Country Report Laos June 2011

The domestic economy: Attempts are made to control inflation

After declining in the final quarter of 2010, inflation has been accelerating since January 2011, driven by transport costs that have jumped by 20-30% year on year. In March the rate of inflation hit 7.7% year on year, up from 6.1% in January. Global oil prices are the major cause of the surge, with fuel prices having a direct effect on the overall price level. According to the Lao International Transport Association, in the first quarter of 2011 the cost of transporting goods within Laos and to and from other countries rose by 10-15%. These costs led to a cement shortage as producers were unable to pay the higher transport costs without raising the price of cement, which requires government permission. In March a local steel producer, Vientiane Industry, cancelled plans to increase prices after coming under pressure from the authorities. The price of the imported billet that is needed to produce steel has increased from US$500/tonne in 2010 to US$700/tonne at present.

Rising transport costs have also caused beef and pork prices to increase, owing to the higher cost of animal feed. Pork and fish prices rose further in the southern provinces when the Ministry of Agriculture and Forestry put a temporary ban on the sale of beef in April as a result of an outbreak of foot-and-mouth disease. Another increase in bus fares is also imminent, with operators in late April requesting government permission to raise prices. Diesel and petrol prices were up by around 4% in April. The Ministry of Public Works and Transport previously approved a 10-15% increase in bus fares in January.

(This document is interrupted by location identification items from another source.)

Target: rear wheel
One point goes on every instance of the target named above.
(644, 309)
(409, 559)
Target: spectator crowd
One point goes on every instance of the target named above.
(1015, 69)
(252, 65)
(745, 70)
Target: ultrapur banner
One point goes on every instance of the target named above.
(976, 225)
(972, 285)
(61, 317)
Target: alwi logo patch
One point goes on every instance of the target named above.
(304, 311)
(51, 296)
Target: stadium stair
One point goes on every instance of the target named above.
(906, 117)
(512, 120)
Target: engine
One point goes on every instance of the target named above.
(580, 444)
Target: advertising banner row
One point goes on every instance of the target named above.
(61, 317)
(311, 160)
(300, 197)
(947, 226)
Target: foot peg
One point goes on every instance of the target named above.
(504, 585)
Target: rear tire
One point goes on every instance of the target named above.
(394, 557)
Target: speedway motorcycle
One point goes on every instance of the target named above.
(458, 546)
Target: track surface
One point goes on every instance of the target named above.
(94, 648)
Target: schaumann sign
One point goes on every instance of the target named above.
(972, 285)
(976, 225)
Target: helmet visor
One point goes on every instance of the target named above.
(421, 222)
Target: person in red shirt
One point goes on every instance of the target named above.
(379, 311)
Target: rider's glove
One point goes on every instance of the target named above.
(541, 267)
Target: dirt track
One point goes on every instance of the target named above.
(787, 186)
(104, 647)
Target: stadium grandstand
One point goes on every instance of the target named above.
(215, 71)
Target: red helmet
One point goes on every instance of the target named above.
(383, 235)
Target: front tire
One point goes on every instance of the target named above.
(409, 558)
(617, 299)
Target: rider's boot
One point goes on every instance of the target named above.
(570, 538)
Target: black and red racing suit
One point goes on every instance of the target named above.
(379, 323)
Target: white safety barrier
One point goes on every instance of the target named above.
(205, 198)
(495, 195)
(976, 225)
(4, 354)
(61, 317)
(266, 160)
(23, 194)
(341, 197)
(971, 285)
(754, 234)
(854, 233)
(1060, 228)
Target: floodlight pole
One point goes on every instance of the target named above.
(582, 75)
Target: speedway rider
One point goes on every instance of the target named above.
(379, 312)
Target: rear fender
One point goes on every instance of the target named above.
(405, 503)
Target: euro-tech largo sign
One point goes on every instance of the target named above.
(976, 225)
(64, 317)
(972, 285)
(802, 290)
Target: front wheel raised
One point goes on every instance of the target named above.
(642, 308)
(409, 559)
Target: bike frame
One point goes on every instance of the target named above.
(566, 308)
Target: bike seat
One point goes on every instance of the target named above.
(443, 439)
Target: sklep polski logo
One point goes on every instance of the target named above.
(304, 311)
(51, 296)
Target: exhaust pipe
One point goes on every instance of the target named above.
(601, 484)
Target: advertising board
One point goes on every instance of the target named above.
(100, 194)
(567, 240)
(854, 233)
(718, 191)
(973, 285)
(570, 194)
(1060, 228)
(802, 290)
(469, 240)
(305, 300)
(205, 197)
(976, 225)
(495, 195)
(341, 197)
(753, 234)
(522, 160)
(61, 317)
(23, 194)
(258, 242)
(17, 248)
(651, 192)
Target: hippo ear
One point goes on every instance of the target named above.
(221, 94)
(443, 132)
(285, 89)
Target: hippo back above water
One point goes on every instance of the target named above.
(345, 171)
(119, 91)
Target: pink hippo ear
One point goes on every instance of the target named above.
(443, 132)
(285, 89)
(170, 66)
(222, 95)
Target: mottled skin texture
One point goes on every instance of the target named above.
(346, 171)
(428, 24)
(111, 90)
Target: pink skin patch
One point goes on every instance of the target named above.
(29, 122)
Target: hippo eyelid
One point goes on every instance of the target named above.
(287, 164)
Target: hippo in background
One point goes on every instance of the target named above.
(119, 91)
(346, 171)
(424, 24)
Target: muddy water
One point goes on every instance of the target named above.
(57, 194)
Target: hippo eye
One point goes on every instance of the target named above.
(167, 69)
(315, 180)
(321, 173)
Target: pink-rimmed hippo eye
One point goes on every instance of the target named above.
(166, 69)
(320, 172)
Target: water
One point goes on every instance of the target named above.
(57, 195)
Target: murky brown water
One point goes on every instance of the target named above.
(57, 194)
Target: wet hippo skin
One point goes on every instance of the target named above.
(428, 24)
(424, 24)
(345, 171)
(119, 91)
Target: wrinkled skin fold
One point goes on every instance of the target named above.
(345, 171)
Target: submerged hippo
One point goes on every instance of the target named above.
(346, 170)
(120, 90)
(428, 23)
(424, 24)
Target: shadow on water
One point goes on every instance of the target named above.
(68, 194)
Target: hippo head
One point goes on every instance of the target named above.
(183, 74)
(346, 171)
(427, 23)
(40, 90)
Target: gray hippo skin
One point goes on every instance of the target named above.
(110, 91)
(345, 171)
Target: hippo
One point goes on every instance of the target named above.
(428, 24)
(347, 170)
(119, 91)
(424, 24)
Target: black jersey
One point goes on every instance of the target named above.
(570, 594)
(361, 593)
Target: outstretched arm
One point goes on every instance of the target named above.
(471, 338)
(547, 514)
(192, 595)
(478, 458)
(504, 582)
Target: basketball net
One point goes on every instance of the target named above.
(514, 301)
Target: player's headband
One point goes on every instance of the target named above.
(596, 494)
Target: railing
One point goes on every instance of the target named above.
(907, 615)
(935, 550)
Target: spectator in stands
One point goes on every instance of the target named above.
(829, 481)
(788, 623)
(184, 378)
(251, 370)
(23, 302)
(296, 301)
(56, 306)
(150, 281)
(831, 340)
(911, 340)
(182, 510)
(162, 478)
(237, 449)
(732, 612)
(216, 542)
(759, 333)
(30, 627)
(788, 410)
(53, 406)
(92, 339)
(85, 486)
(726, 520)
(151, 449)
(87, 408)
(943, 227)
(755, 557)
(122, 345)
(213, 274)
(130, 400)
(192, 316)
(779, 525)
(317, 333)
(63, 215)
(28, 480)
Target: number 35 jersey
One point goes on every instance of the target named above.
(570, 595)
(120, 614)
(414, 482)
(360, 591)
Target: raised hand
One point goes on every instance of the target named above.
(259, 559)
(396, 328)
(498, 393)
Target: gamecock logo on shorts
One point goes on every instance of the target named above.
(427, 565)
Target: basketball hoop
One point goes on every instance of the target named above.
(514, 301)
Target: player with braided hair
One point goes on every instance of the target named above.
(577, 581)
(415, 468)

Local economists have expressed concern that raising the minimum wage could stoke inflationary pressures. The basic minimum wage is K348,000 (US$42)/month at present, but the Lao Federation of Trade Unions has proposed that it rise by more than 100%, to K700,000/month. In addition to increasing workers' spending power, labour is in short supply for industrial projects and a more attractive minimum wage is seen as one way of enticing Lao migrant workers back from jobs in Thailand. The ADB mission in Laos has suggested that although raising the wage might have some impact on exports, industry and mining, the effect on inflation should be slight as few people receive the formal minimum wage. The ADB has projected a rate of inflation of 6.5% for 2011 and says that GDP growth would be unaffected if inflation came in at a higher rate.

The higher cost of imported fuel and vehicles has also had a negative effect on the level of foreign-exchange reserves. According to the central bank governor, foreign reserves have fallen to the equivalent of four months of import cover, from the usual level of five or six months. Given the declining availability of foreign currency, commercial banks have started to limit purchases of foreign currency to main branches or headquarters. The official limit on buying foreign currency is K20m (US$2,500) per day per person.